Developing a Data and Safety Monitoring Plan
Based on study risk and complexity, the NIDCR Medical Monitor will make a determination of the appropriate format for data and safety monitoring (DSMB, CSOC, ISM, NIDCR MM) for a clinical study or trial. Generally, oversight will be designated as follows:
DSMB will oversee phase II/III, phase III and phase IV clinical trials where the primary outcome is safety and efficacy. DSMB may also be designated for certain complex clinical studies and phase I and II clinical trials where the primary outcome is safety.
- CSOC will oversee complex observational or clinical specimen studies not involving an intervention for human subject protections, study conduct, and unanticipated problems.
- ISM will oversee subject safety. This may be the only safety oversight for small clinical studies with invasive (non-drug/device) interventions. The ISM may also be a member of a DSMB for clinical trials.
- NIDCR MM will oversee studies that have been designated as needing additional oversight but not rising to the level of needing external oversight.
The NIDCR Medical Monitor is a non-voting member of every safety oversight group. The NIDCR Medical Monitor will approve membership of the monitoring committees and the appointment of an Independent Safety Monitor. This policy is flexible to allow for a data and safety monitoring plan to be developed with the level of monitoring commensurate with risk, primary outcome, and study objectives. The data and safety monitoring plan should include:
- identification of expertise needed for an oversight committee or an individual providing oversight;
- identification of study aspects to be evaluated including study conduct and subject accrual and retention;
- identification of specific interim and final data to be made available for evaluation;
- mechanism of reporting unanticipated problems, serious adverse events and adverse events to monitoring committee members and IRBs, FDA, NIDCR, and OHRP as appropriate;
- methods for reporting a safety committee meeting summary to the IRB and NIDCR; and
- frequency of meetings.
The data and safety monitoring plan may be documented in the form of a Charter or in the protocol, as appropriate.
The monitoring committees make recommendations to NIDCR and are independent from the study investigator(s).

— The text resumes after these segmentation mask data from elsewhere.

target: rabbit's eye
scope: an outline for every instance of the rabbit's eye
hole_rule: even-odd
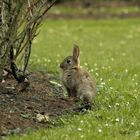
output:
[[[70,60],[67,60],[67,63],[68,63],[68,64],[70,64],[70,63],[71,63],[71,61],[70,61]]]

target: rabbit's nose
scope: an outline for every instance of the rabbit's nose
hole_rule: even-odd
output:
[[[60,64],[60,68],[63,68],[63,64]]]

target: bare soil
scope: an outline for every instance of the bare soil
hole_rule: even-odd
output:
[[[0,137],[50,127],[55,118],[79,111],[79,102],[64,96],[64,88],[53,74],[33,72],[30,81],[24,92],[18,92],[13,77],[0,83]],[[47,114],[49,121],[39,122],[37,114]]]

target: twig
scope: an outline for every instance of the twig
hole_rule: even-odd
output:
[[[0,60],[8,64],[18,83],[25,83],[26,70],[32,50],[32,41],[37,35],[43,16],[55,4],[56,0],[2,0],[4,8],[0,10],[3,21],[0,35]],[[2,12],[3,19],[2,19]],[[16,52],[14,52],[14,50]],[[20,71],[16,65],[23,55]],[[1,63],[0,63],[1,64]]]
[[[33,16],[33,13],[32,13],[32,9],[31,9],[30,0],[28,0],[28,9],[29,9],[30,16],[32,17]]]
[[[30,55],[31,55],[31,47],[32,47],[31,29],[29,29],[29,31],[28,31],[28,37],[29,37],[29,42],[28,42],[28,48],[27,49],[28,49],[29,52],[28,52],[27,56],[25,57],[25,64],[24,64],[24,69],[23,69],[24,74],[25,74],[26,68],[28,66],[29,58],[30,58]]]

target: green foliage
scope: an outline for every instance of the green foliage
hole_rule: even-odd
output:
[[[140,139],[140,20],[48,20],[34,40],[31,68],[59,71],[58,64],[81,48],[81,65],[96,77],[95,107],[61,118],[63,125],[7,140]]]
[[[61,6],[57,5],[52,7],[52,9],[49,11],[51,14],[59,15],[59,14],[68,14],[68,15],[81,15],[81,17],[85,14],[92,15],[93,17],[96,15],[96,18],[98,18],[97,15],[102,16],[104,18],[104,15],[108,15],[109,17],[112,15],[129,15],[140,12],[140,8],[138,6],[125,6],[125,7],[107,7],[107,6],[100,6],[100,7],[89,7],[89,8],[83,8],[83,7],[76,7],[73,8],[72,6]],[[116,18],[117,16],[113,16]]]

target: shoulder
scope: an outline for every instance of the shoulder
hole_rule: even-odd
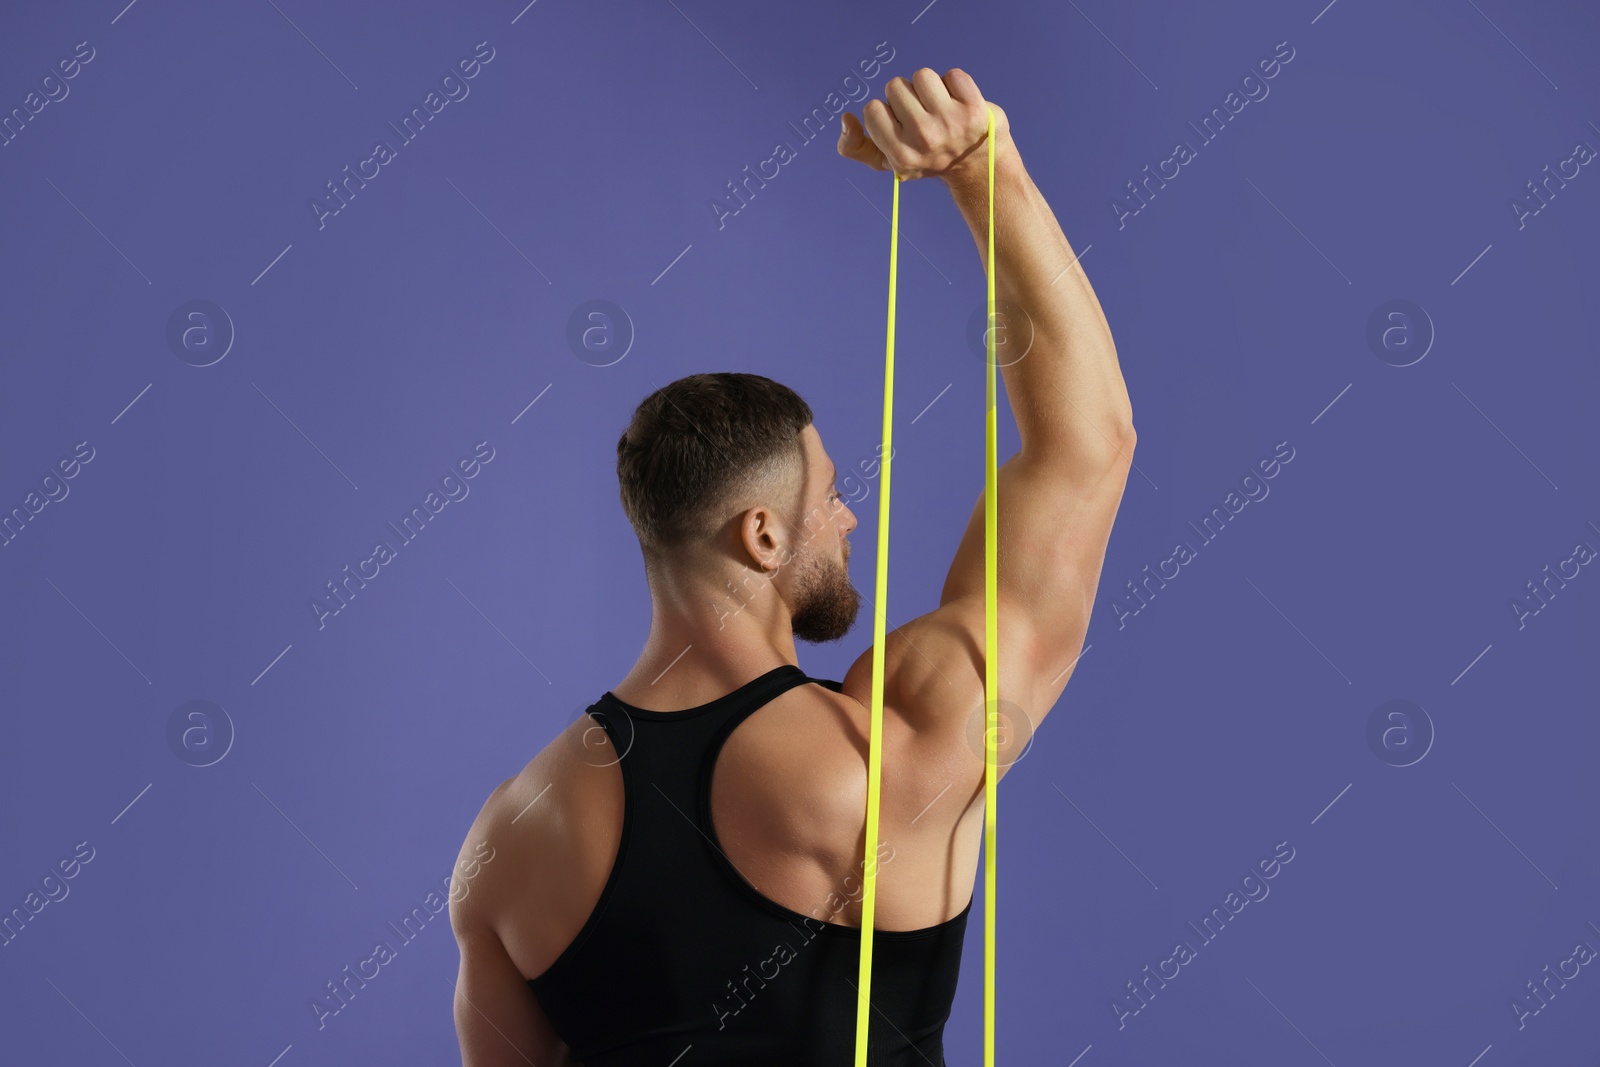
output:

The NIDCR considers the monitoring committee’s discussions and recommendations and makes the final decision regarding continuation, modification, or termination of a study/trial. Implementation procedures for reporting adverse events to IRBs are provided in the NIH policy, "Guidance On Reporting Adverse Events To Institutional Review Boards For NIH-Supported Multicenter Clinical Trials" dated June 11, 1999 . While this policy applies specifically to DSMBs, it should be considered applicable to all monitoring formats.
Conflict of Interest
Individuals invited to serve on a safety oversight committee, as either a voting or non-voting member, will disclose any potential conflicts of interest, whether real or perceived, to the NIDCR. Conflict of interest can include financial interest, professional interest (in the sense of the study outcome benefiting the individual professionally), proprietary interest, and miscellaneous interest as described in the NIH Grants Policy and 45 CFR Part 94. Collaboratively NIDCR and the study leadership will make decisions regarding service by individuals with potential conflicts of interest or the appearance of conflicts of interest.